Int J Cancer. 2018 Nov 28. [Epub ahead of print]

Ten-year recurrence rates for breast cancer subtypes in the Netherlands: A large population-based study.

van Maaren MC, de Munck L, Strobbe LJ, Sonke GS, Westenend PJ, Smidt ML, Poortmans PM, Siesling S.

Netherlands Comprehensive Cancer Organisation, Utrecht, the Netherlands; University of Twente, Enschede, the Netherlands; University of Groningen, Groningen, the Netherlands; Canisius Wilhelmina Hospital, Nijmegen, the Netherlands; Netherlands Cancer Institute, Amsterdam, the Netherlands; Laboratory of Pathology, Dordrecht, the Netherlands; Maastricht University Medical Centre, Maastricht, the Netherlands; Institut Curie, Paris, France.

While breast cancer subtypes are known independent predictors of survival and recurrence risk, data on long-term recurrences in daily practice remain scarce. In this population-based study reporting on 10-year recurrences, HER2 positive and triple negative subtypes showed the highest recurrence rates, which occurred most often in the second year, while luminal A and B recurred later on during the follow-up. Lobular tumours recurred more often than ductal tumours. In the Netherlands, breast cancer subtypes are thus important predictors for 10-year recurrence rates. Knowledge on recurrence and survival rates according to these different subtypes can help support patient-tailored treatment and individualised follow-up.

Here we report for the first time the relation between breast cancer subtypes and 10-year recurrence rates and mortality in the Netherlands. All operated women diagnosed with invasive non-metastatic breast cancer in 2005 in the Netherlands were included. Patients were classified into breast cancer subtypes according to ER, PR, HER2 status and grade: luminal A, luminal B, HER2 positive and triple negative. Percentages and hazards of recurrence were compared among subtypes. Adjusted 10-year overall (OS) and recurrence-free survival (RFS) were calculated using multivariable Cox regression. Of 8,062 patients, 4,482 (56%) were luminal A, 2,090 (26%) luminal B, 504 (6%) HER2 positive and 986 (12%) triple negative. Local recurrences (7.5%) and distant metastases (25.6%) occurred most often in HER2 positive disease and the least often in luminal A (3.7% and 9.5%, respectively).
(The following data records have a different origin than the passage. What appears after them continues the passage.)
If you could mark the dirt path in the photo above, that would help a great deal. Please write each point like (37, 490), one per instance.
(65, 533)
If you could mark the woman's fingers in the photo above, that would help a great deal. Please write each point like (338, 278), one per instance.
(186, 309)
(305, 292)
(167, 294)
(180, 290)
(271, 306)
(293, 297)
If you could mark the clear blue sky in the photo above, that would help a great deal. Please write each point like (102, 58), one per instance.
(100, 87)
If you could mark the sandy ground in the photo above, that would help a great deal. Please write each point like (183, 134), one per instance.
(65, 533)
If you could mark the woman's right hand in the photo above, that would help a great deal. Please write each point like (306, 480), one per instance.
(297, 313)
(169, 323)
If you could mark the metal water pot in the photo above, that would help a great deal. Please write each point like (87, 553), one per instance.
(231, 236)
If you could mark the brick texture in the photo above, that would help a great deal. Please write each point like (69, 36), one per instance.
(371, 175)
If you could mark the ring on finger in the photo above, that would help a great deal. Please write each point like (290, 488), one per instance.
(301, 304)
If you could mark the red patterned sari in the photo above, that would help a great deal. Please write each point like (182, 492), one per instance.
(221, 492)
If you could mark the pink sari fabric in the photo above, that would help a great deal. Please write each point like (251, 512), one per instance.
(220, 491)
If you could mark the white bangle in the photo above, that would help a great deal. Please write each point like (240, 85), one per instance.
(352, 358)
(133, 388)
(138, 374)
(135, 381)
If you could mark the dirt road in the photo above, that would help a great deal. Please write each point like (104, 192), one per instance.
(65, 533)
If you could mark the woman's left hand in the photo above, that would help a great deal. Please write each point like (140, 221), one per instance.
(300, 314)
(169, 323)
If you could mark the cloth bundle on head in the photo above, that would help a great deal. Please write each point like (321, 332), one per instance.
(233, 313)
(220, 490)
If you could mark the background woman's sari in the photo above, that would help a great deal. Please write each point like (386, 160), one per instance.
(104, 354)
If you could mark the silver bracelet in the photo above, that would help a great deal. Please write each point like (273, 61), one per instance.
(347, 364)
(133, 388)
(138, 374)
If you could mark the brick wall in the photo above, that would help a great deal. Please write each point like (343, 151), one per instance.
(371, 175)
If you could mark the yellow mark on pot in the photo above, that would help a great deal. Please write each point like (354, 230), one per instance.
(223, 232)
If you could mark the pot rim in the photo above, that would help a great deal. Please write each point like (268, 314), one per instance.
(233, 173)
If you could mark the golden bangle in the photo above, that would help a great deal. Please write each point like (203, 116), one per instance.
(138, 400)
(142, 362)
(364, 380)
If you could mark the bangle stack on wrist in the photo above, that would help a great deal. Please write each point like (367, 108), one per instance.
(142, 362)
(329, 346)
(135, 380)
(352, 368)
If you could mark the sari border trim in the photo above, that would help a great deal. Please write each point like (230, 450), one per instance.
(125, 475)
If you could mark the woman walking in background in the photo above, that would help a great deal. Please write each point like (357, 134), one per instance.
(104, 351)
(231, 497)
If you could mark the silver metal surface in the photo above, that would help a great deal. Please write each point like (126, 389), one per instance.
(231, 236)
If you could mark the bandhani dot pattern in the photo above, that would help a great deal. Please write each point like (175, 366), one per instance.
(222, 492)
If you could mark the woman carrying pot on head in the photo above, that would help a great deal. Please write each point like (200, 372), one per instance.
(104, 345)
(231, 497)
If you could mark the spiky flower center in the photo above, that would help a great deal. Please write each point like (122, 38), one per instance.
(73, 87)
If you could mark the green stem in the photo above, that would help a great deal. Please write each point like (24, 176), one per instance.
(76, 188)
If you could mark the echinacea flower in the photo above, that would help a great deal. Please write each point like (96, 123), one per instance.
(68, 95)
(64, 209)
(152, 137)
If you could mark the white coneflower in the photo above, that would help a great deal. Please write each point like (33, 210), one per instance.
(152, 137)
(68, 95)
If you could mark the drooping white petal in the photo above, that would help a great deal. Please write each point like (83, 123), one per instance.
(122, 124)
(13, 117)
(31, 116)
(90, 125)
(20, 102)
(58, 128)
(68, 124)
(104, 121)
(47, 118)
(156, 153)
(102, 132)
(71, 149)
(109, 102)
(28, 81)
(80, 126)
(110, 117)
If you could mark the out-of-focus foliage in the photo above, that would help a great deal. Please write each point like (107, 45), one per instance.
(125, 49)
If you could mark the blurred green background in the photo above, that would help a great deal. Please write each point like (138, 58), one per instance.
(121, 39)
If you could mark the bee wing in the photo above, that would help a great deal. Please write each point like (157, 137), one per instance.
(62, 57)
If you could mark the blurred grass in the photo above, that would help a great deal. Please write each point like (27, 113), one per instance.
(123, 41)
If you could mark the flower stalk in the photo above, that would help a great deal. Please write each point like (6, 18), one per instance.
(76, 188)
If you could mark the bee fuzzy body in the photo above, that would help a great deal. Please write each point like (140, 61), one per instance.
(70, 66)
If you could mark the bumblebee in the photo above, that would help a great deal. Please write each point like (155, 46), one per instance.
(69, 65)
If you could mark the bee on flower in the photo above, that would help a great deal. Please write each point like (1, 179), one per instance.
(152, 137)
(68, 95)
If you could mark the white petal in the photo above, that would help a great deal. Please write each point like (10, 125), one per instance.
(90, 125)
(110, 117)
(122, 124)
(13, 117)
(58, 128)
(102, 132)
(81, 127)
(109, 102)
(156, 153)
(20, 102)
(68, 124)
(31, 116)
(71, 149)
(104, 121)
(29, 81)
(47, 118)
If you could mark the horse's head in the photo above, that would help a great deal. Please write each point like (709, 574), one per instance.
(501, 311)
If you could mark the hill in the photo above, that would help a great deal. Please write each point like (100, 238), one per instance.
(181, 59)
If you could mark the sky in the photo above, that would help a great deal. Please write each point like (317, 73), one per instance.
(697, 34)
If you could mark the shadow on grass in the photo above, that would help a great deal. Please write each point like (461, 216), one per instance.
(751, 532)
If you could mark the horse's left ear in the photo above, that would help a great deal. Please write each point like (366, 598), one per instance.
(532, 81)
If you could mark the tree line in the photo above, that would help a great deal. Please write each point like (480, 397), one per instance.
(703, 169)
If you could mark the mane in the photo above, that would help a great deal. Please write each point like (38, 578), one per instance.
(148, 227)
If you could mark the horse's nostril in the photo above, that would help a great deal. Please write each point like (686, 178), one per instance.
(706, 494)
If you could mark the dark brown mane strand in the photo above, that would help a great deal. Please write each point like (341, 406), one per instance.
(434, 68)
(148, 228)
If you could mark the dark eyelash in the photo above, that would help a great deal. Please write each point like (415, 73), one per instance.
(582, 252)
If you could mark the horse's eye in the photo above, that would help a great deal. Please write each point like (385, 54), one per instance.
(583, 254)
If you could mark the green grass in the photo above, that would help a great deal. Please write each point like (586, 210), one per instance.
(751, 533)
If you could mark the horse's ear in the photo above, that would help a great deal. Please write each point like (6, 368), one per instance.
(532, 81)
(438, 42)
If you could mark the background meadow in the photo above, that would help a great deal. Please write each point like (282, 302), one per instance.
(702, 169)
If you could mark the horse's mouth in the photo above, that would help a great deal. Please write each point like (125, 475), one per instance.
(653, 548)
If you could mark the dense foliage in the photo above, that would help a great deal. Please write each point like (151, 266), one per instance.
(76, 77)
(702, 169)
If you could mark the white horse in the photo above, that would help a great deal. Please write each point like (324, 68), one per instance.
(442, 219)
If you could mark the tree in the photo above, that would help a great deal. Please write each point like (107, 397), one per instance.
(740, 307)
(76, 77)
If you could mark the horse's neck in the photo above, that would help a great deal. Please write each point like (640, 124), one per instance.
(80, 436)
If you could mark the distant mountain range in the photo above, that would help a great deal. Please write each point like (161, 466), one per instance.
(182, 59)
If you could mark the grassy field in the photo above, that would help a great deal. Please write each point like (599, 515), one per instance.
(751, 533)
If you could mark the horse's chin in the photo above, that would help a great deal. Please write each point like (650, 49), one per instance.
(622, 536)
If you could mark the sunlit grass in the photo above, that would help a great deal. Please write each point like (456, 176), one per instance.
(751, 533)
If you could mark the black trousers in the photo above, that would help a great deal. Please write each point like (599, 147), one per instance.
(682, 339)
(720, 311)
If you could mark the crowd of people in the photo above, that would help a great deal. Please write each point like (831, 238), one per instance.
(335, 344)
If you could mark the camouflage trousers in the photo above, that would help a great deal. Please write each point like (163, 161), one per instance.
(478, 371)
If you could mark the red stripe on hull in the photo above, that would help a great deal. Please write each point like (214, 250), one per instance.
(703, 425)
Regional recurrences were most often diagnosed in triple negative disease (5.2%), and the least often in luminal A (1.7%). HER2 positive and triple negative subtypes had the highest recurrence rates in the second year, while luminal A and B showed a more continuous pattern over time, with lobular tumours recurring more often. After adjustment for differences in baseline characteristics, triple negative disease showed worse 10-year OS and triple negative and HER2 positive disease had the lowest 10-year RFS. In the Netherlands, breast cancer subtypes are important predictors for 10-year recurrence rates. Knowledge on recurrence and survival rates according to these different subtypes, in combination with other prognostic factors, can support patient-tailored treatment and individualised follow-up.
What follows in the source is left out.